Price: £5.99
Publisher: Franklin Watts
Genre: Non Fiction
Age Range: 5-8 Infant/Junior
Length: 32pp
Buy the Book
What's Under the Bed?
Review also includes:
Splish, Splash, Splosh!, 978-0749656867
Manning and Granström are star authors of non-fiction for younger children and these new editions of two favourite books will be in demand. A useful and not too prescriptive ‘notes and activities’ page has been added by Lynn Huggins-Cooper. This gives ideas for linking the books with lessons across the curriculum, especially science, literacy and numeracy.
What’s Under the Bed? explores a simple but brilliant idea: what would we find if it were possible for us to burrow under the bed right through to the central core of the earth? We ‘suspend disbelief’ when we follow two children and a cat on a make-believe journey as they burrow into the underground, enter caves, see fossils, jewels and coal, and then – towards the centre of the earth – find magna and liquid metal. The book deals with big concepts, but everything is so well explained through words and pictures that young readers can begin to understand. So we have, near the centre of the earth, ‘liquid metal, hotter than you can imagine, all wrapped around a cannon-ball-hard core of iron and nickel – just like the hard stone in the middle of a peach’. This book, winner of the TES information book award in 1997, helps children understand diagrams, and how to label and annotate them, much more successfully than do many conventional information books. Children find the cross sections of a volcano, of the layers of the earth and above all of an ant colony (with its demonstration of the usefulness of a key) exceptionally helpful.
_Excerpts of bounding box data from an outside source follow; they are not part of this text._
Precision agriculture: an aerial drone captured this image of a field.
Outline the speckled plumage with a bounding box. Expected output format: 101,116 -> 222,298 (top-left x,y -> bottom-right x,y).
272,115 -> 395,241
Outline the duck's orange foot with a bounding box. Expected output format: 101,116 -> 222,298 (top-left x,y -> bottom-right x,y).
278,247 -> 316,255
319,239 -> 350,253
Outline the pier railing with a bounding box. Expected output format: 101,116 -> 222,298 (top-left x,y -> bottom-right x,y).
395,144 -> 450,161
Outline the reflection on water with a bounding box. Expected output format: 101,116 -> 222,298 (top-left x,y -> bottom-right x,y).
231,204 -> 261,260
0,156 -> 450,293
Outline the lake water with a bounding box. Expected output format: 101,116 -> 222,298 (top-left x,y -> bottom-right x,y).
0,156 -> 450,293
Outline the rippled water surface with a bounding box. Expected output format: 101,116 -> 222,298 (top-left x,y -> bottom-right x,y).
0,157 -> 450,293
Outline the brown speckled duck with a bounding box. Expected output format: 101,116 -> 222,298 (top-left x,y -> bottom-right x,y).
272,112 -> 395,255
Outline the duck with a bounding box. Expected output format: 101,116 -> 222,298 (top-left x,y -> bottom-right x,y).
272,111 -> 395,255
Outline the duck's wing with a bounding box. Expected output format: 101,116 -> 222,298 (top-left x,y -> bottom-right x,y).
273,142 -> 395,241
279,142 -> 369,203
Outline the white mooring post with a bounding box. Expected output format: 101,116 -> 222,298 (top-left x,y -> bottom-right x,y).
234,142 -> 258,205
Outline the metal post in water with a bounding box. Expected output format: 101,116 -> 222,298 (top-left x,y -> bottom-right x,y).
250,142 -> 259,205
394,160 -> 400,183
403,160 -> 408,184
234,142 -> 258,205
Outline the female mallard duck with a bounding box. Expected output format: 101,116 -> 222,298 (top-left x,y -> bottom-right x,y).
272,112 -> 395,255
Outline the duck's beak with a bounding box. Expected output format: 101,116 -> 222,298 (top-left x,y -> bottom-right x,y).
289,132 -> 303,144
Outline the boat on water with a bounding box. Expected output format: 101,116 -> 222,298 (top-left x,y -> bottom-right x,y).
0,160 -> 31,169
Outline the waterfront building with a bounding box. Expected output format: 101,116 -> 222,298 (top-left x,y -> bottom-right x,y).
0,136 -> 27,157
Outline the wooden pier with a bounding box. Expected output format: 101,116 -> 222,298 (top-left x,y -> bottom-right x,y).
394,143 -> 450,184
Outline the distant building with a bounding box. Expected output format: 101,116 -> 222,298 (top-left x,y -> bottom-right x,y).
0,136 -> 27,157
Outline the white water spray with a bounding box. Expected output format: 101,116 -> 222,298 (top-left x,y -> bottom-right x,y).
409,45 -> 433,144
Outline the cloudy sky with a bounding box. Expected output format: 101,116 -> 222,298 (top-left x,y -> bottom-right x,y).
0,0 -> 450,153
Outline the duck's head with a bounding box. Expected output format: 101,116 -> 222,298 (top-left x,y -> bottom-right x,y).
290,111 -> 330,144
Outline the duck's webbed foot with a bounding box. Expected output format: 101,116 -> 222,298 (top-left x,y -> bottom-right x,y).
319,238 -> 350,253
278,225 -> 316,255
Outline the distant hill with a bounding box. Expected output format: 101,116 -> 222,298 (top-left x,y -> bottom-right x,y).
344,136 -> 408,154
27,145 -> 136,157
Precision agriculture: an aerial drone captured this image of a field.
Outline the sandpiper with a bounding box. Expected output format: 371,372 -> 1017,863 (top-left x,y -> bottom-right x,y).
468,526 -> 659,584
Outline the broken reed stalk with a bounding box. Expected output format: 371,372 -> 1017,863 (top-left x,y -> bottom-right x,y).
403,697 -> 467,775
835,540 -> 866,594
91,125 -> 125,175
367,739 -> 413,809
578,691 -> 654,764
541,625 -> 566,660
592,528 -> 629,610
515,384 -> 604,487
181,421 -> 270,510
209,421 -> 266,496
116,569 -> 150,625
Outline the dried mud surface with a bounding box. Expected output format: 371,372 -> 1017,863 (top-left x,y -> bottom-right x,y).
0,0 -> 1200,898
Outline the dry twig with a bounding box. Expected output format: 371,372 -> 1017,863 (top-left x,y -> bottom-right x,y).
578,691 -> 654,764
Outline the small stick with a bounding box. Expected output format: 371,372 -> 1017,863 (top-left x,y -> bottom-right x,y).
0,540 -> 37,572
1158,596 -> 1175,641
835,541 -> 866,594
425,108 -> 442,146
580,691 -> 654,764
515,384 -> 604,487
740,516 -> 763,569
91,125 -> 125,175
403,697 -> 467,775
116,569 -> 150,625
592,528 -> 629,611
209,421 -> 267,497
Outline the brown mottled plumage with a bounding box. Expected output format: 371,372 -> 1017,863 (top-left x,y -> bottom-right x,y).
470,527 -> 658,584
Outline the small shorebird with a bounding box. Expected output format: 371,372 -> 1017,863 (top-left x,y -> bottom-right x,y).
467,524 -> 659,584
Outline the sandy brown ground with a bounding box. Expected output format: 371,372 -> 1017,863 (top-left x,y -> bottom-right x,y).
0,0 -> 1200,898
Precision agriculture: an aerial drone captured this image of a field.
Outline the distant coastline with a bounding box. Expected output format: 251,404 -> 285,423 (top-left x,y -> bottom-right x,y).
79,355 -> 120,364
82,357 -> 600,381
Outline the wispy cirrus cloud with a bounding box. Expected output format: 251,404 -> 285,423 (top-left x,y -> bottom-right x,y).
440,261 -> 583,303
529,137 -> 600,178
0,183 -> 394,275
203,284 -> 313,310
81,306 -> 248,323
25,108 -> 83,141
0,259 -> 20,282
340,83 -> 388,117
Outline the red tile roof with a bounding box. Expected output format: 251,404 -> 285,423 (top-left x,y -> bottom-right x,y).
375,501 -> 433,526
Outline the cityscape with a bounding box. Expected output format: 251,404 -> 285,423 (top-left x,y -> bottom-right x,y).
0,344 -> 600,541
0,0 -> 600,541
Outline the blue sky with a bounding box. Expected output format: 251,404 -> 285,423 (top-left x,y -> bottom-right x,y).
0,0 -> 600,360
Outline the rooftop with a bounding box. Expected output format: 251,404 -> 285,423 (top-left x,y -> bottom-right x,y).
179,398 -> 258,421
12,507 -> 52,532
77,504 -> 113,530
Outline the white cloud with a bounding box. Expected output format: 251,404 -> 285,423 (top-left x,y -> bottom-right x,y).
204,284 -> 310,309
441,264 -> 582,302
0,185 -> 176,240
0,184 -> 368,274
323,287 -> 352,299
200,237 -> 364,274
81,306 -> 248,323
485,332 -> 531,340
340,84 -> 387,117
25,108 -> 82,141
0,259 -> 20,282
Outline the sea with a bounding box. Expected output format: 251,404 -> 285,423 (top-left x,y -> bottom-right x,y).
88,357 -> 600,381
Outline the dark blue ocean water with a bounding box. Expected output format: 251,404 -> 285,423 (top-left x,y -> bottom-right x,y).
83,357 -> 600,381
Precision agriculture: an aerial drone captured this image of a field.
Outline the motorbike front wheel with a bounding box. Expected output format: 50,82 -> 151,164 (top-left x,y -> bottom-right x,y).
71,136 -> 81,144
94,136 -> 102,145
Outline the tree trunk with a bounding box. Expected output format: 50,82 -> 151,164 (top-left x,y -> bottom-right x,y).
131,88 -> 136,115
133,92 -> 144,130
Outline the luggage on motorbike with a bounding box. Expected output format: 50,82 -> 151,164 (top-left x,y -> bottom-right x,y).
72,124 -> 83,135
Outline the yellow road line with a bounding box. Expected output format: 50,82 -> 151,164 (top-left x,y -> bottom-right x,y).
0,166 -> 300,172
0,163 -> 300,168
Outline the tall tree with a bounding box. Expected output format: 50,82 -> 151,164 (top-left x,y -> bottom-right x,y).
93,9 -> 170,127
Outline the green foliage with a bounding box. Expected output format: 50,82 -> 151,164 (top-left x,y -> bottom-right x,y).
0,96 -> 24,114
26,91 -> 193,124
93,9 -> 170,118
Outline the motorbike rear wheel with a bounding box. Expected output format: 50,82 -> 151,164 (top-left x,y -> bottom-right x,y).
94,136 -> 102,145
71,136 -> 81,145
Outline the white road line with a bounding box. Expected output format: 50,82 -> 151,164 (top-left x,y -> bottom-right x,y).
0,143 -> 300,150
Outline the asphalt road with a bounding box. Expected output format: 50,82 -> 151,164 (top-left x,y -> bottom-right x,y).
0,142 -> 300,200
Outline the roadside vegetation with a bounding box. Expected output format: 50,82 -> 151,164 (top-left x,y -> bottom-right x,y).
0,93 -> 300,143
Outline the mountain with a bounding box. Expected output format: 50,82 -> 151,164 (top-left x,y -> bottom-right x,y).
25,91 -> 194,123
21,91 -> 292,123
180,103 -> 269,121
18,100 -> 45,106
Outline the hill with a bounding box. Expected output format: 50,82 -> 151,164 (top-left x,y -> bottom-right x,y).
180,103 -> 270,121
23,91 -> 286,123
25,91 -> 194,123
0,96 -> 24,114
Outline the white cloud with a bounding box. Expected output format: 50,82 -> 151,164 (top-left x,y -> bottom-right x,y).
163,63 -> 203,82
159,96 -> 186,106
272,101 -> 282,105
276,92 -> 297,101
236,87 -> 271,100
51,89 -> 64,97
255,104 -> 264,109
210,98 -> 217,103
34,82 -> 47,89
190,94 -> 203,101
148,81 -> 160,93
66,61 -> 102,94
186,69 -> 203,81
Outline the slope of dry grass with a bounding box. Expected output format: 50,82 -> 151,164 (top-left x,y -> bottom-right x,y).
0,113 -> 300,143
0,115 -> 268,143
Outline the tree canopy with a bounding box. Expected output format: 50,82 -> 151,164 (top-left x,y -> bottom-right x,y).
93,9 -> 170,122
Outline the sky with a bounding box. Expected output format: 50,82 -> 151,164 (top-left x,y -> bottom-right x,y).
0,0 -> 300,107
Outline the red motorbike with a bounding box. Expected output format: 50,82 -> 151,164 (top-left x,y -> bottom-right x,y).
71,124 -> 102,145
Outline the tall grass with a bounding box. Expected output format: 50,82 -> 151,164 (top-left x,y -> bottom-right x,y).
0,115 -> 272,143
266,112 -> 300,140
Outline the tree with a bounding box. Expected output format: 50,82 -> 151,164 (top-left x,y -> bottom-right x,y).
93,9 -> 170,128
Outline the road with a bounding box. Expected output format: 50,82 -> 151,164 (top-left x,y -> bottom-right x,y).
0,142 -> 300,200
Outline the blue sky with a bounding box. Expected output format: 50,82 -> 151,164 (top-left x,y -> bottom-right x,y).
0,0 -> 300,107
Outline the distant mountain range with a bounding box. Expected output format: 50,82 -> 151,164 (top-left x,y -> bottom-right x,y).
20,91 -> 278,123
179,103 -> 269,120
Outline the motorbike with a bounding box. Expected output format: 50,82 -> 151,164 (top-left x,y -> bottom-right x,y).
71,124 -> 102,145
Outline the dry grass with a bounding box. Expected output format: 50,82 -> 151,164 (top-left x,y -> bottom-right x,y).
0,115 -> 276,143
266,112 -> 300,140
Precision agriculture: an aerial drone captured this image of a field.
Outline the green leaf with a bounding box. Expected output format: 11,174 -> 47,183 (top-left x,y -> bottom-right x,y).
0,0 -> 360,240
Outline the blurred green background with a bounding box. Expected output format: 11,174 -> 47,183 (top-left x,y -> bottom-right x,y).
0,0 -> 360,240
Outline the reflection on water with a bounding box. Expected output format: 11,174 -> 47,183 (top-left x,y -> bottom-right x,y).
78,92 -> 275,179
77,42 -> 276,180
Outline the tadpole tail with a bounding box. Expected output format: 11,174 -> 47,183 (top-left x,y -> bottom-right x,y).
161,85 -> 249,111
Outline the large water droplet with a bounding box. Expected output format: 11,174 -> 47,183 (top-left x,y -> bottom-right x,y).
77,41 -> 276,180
Splish, Splash, Splosh! invites young readers to join a boy and his dog as they discover information about water and how human beings use it. Like What’s Under the Bed? it includes fine cross sections – of a u-bend, a sewage works and the water cycle. And there are copious vignettes – small pictures that are such a feature of Manning and Granström’s work – like that of a mountain range deep under the ocean with a little boat at the surface: so simple, but so effective. Above all these books remind us that information can be imparted successfully within the context of a story.